IT'S ALL ABOUT THE DOUGH

IT'S ALL ABOUT THE DOUGH

WHEN Eagle Boys founder Tom Potter withdrew from the pizza chain three years ago, he left behind 200 stores and annual revenue of around $100 million. Starting fresh with a new bakery business, he tells Brisbane Business News about managing franchisees, changing strategies and the best advisors.

Tom Potter's approach to his new business Crusty Devil Bakehouse speaks volumes about the hard yards he put into Eagle Boys and the challenges of franchising.

“I only work three days a week, I do speeches sometimes and I just got back from three weeks playing golf in China – there’s no use going back into business to thrash yourself again,” he says.

“The thing was that back at Eagle Boys sometimes I had franchisees making a lot more money than me the franchisor, and the bit I made would be spent reinvesting.

“The important thing is that the business would need to be franchise-able and I don’t think Crusty Devil Bakehouse is but I certainly would consider partnership.”

After 20 years building the Eagle Boys empire, Potter made a checklist of goals for his next business and that careful planning has paid off – after less than a year in operation he now has 5800 customers every week across two outlets.

“I wanted to go into business on my own terms so before even thinking about what the business would be, I worked out what I wanted to achieve in a checklist that included lifestyle, percentage of my personal wealth to risk, the percentage of hours that were hands-on and mentally engaging, and the level of competition and opportunities,” he says.

“After I’d made the checklist I then had to decide what the business would be and I had no doubt it would be in food because that’s what I know, so I decided on a bakery. It’s something that’s gone backwards in Queensland in the last 20 years, it’s recession-proof and there’s a lot of opportunity.”

Crusty Devil makes all of its pies, pastries, bread and cakes on-site in its Carina and Cannon Hill stores, with a big screen that shows the daily production to its customers. He isn’t planning to open a third Crusty Devil Bakehouse but when it does expand it will likely follow a drive-through model.

Potter won’t reveal how much he received for the sale of Eagle Boys, but it’s fair to say his capital backing now would be in stark contrast to the $12,000 cash he used to open a pizza delivery service in 1987.

“I saw a niche market in country Australia right through New South Wales, Queensland and Victoria because home delivery pizza services didn’t exist, so that’s why I did it and opened the first Eagle Boys in Albury in 1987,” he says.

“I started the business with $12,000 in cash and my mother in partnership and she helped underwrite the funding of the first one. Over the next 12 months we opened two more in Wagga Wagga and Dubbo, and then we revised how we wanted to grow and decided it would be best to franchise.”

He attributes part of Eagle Boys’ success to a transparent and interactive relationship with franchisees, with a focus on financial backing for those who struggled.

“We ran very much an open book policy with our franchisees, discussing their opinions of the franchise and documenting the outcomes assessable to the points raised,” he says.

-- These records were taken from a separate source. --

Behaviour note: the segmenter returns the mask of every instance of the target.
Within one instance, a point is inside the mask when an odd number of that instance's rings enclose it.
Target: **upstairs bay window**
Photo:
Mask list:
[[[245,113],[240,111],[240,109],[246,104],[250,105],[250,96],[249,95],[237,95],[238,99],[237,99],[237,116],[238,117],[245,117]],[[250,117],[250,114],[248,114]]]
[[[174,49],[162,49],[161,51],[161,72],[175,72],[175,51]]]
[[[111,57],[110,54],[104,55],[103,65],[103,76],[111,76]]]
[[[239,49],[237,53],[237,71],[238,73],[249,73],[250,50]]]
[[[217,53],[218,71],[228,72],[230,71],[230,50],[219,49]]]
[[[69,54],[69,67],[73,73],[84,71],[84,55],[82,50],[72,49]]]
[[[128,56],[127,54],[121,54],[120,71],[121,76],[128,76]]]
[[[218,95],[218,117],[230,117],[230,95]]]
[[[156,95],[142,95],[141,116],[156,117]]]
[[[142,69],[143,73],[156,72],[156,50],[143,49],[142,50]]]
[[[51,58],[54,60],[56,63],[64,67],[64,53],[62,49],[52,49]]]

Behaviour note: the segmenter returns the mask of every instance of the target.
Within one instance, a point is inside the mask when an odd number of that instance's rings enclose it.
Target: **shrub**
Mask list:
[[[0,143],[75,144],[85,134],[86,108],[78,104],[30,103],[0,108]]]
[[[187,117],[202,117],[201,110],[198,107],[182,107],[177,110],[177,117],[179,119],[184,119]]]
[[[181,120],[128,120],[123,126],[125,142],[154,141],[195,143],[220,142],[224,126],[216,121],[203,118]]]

“You hear a lot of franchises these days where franchisees will tell you, ‘we never meet with our franchisor and when we do meet with them to raise our concerns they never do anything about it’.

“We’d have meetings and we were quite frank with them, saying ‘no’ then and there if something wasn’t going to happen.

“If a franchisee was going backwards and was struggling for cash, either due to competitive activity or they weren’t able to fill their bank positions, we did a means
test to supply franchisees with assistance.”

The support was either given by waiving franchising fees for franchisees that weren’t making profit, or through funding assistance that would focus on marketing to boost activity.

“It creates two things – a great deal of loyalty between parties and you don’t have people opening up franchises and 12 months later going broke,” he says.

“There will always be problems but it’s a matter of how you deal with them, whether it is a glitch in the economy, going through swings and roundabouts, but we had the systems in place that could keep the franchisees going.”

The real test for the business model came during the pizza industry price war of 1993-94, when around half of the Eagle Boys franchisees refused to take Potter’s strategic advice but would still ask for help.

“We had to remodel the business to have lower prices, increase volume and change the way we ran the business,” he says.

“About half the franchisees got on board with the strategy and were doing very well, but the other half sat back and waited until their stores went backwards.

“We couldn’t legally get franchisees to change their prices. In that situation we had to support them because even if they went under we’d still have to support them, whether we liked it or not.”

Potter points to four major changes he undertook at Eagle Boys as shifting from a delivery to takeaway-based business, store design changes, the two-minute pizza model and expansion into drive-through services.

“When I left the business it had just ticked over 20 years, had strong turnover, double digit growth and stores all over Australia, in New Zealand and opportunities in Asia. But because I had 100 per cent ownership of the company the banks were watching me, thinking what happens if I get hit by a bus?”

He had to consider how Eagle Boys would acquire the funding it needed to expand and whether he would stay on as an executive or leave.

“My original decision was to stay as chairman but it became apparent that if we got venture capitalists in we might see things differently and there could be clashes,” he says.

“Venture capitalists in general have a history of looking at the short-term, whereas for me if the business is having an off year, I know that if the model is right then in the long term it will do well, but these guys would be off the wall having seizures if that happened.”

Potter says he is not on speaking terms with the new board who were instructed by their lawyers not to talk to him, but he maintains strong friendships with a ‘substantial amount’ of franchisees, as well as ex-franchisees and the old board.

“I don’t miss it anymore because it was my time to go. Too many leaders or entrepreneurs stay too long or they don’t know when it’s time to step aside or step back. The main reason leaders don’t leave are control, power, ego or not having people to advise them to step back. I was lucky because the board I had was very honest and safe,” he says.

“Surround yourself with people who are unemotional, financially uninvolved with the business and only have your best interests at heart. I had a board of individuals who didn’t have shares in the company, who were already wealthy, very experienced and weren’t licking their lips with greed over the business.”